An empirical study of the maximal and total information coefficients and leading measures of dependence

Abstract

In exploratory data analysis, we are often interested in identifying promising pairwise associations for further analysis while filtering out weaker ones. This can be accomplished by computing a measure of dependence on all variable pairs and examining the highest-scoring pairs, provided the measure of dependence used assigns similar scores to equally noisy relationships of different types. This property, called equitability and previously formalized, can be used to assess measures of dependence along with the power of their corresponding independence tests and their runtime.

Here we present an empirical evaluation of the equitability, power against independence, and runtime of several leading measures of dependence. These include the two recently introduced and simultaneously computable statistics ${\mbox{MIC}_{e}}$, whose goal is equitability, and ${\mbox{TIC}_{e}}$, whose goal is power against independence.

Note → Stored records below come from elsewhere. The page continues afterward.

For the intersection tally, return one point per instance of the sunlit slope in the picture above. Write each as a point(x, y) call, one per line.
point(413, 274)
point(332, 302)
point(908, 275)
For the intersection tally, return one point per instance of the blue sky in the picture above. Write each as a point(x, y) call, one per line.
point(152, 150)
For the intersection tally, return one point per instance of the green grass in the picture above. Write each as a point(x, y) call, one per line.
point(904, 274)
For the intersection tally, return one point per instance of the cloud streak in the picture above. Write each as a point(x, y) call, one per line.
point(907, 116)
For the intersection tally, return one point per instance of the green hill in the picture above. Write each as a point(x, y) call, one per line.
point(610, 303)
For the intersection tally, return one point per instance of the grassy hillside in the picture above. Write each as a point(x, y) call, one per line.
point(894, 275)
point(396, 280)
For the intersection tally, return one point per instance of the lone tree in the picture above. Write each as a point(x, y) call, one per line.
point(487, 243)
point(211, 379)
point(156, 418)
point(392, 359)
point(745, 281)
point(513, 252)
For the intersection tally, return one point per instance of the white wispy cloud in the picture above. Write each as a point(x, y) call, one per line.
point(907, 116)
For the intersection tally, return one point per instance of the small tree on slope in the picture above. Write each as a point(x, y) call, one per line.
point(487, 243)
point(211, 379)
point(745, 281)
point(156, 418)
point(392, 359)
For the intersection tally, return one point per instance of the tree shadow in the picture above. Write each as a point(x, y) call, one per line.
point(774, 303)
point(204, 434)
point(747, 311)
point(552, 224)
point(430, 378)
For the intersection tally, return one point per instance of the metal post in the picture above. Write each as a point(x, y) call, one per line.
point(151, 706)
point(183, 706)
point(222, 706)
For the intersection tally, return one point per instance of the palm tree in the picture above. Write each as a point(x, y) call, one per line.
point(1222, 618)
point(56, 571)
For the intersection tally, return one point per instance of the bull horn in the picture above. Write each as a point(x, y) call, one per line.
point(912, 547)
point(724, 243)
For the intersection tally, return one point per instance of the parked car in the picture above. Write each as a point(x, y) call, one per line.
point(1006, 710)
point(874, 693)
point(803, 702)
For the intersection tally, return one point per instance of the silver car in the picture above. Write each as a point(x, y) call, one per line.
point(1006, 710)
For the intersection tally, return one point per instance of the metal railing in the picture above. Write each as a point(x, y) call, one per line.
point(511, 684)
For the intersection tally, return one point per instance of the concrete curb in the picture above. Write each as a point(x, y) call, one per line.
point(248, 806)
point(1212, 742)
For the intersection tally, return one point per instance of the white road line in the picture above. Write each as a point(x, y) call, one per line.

Regarding equitability, our analysis finds that ${\mbox{MIC}_{e}}$ is the most equitable method on functional relationships in most of the settings we considered. Regarding power against independence, we find that ${\mbox{TIC}_{e}}$ and Heller and Gorfine’s ${S^{\mathrm{DDP}}}$ share state-of-the-art performance, with several other methods achieving excellent power as well. Our analyses also show evidence for a trade-off between power against independence and equitability consistent with recent theoretical work. Our results suggest that a fast and useful strategy for achieving a combination of power against independence and equitability is to filter relationships by ${\mbox{TIC}_{e}}$ and then to rank the remaining ones using ${\mbox{MIC}_{e}}$. We confirm our findings on a set of data collected by the World Health Organization.